La templanza
Qué hacer cuando, inesperadamente, todo se vuelve contra nosotros y el mundo parece un lugar inhabitable? ¿Despreciar como nos desprecian? ¿Actuar como si la mejor defensa fuera el ataque? ¿Crear mayor violencia respondiendo a la de quien nos hostiga? Solo en tiempo de paz vemos la verdadera dimensión de la guerra y sus estragos, sea entre individuos o entre naciones. Así que cuanto antes desterremos la agresividad, recurramos a la templanza y pacifiquemos los impulsos, antes el corazón dejará libre la conciencia para que su visión sea equilibrada.
Por ejemplo: cuando se nos insulta, tenemos dos opciones: sentirnos insultados -porque nos sabemos culpables- y responder insultando -como un acto reflejo que la imperante ley de la fuerza aplaude en esta sociedad- o detener la compulsión agresiva porque nos sabemos inocentes y porque, en cualquier caso, no hay mayor ofensa para el agresor que la indiferencia. El silencio desarma al que grita, como el gesto pacífico desconcierta al violento. Cuando alguien nos chilla es difícil oírlo, por más que los oídos se estremezcan ante su pataleo: porque, ¿cómo entender a quien defeca por la boca, y de qué manera mágica escuchar la voz de los fantasmas disfrazados de personas? Y aun, si acaso los oyéramos, ¿qué decir?
La sociedad prefiere una mentira convincente a una pobre verdad. Además: la valentía no consiste en luchar contra la necedad, sino en mantenerse al margen de ella, digan lo que digan cuantos nos rodean: ¿no es preferible ser nadie en un mundo en el que ser alguien significa haberse vendido a las estratagemas y las convenciones de la fama o el cotilleo?
El mundo, en general, es bueno; y lo sería más si algunos no se empeñaran en emponzoñarlo. Sumadas de una en una, hay más personas bienintencionadas que malintencionadas: hay quienes tienen como premisa que los otros son honestos, y hay quienes desconfían por principio de los demás: cada uno piensa del otro lo que no quiere reconocer de sí mismo. La ira -cualquier pasión- se alimenta a sí misma si no la atajamos. Algunos dicen de los coléricos que «tienen mucho carácter», cuando en realidad manifiestan muy mal carácter. Lo cierto es que ni el mejor ni el peor son elegidos democráticamente, sino que se constituyen en tales por su espontaneidad o contumacia. Si la prudencia y la templanza fueran pilares de nuestro comportamiento habría menos heridos en esta extraña paz llamada sociedad.

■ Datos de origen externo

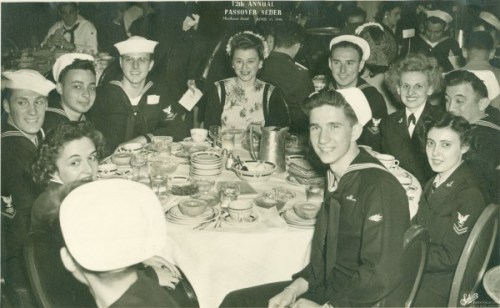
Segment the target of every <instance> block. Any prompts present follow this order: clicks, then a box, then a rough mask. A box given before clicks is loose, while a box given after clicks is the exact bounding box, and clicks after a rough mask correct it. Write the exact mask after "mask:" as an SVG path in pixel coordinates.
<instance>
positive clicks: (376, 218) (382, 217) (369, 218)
mask: <svg viewBox="0 0 500 308" xmlns="http://www.w3.org/2000/svg"><path fill="white" fill-rule="evenodd" d="M383 219H384V217H383V216H382V215H380V214H375V215H372V216H370V217H368V220H371V221H374V222H379V221H382V220H383Z"/></svg>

Naturalmente, hay que tener en cuenta las opiniones ajenas -si no son gratuidades con pretensión de dogmas-; pero no hasta el punto de que anulen nuestro criterio -a menos que reconozcamos que sus razones son más razonables que las nuestras. Pero, como «El gran masturbador» daliniano, el contumaz suele ser un onanista de sus convicciones, a pesar de que considere su opinión tan valiosa como la obsesiva y sensibilizadora nota de Chopin en su conocido «Preludio de la gota de agua» (opus 28, nº 15).
En fin: ya nos mostró Cervantes que hay dos formas de afrontar al ofensor amante de calumnias: mientras Avellaneda, queriendo que prevaleciesen su nombre y sinrazón, ultrajaba a Cervantes, este, más noble, inteligente y comedido, repudió todo acceso de cólera y dejó que los gritos del apócrifo se convirtieran en sus propios fiscales.
Y en resolución: ¿Por qué sentirse ofendido por quien tiene como norma la incontinencia verbal, o física, y la utiliza como le conviene? Y, sobre todo: ¿Quién es más dichoso, el que se sabe rodeado de inocentes o el que da por supuesto que vive entre culpables?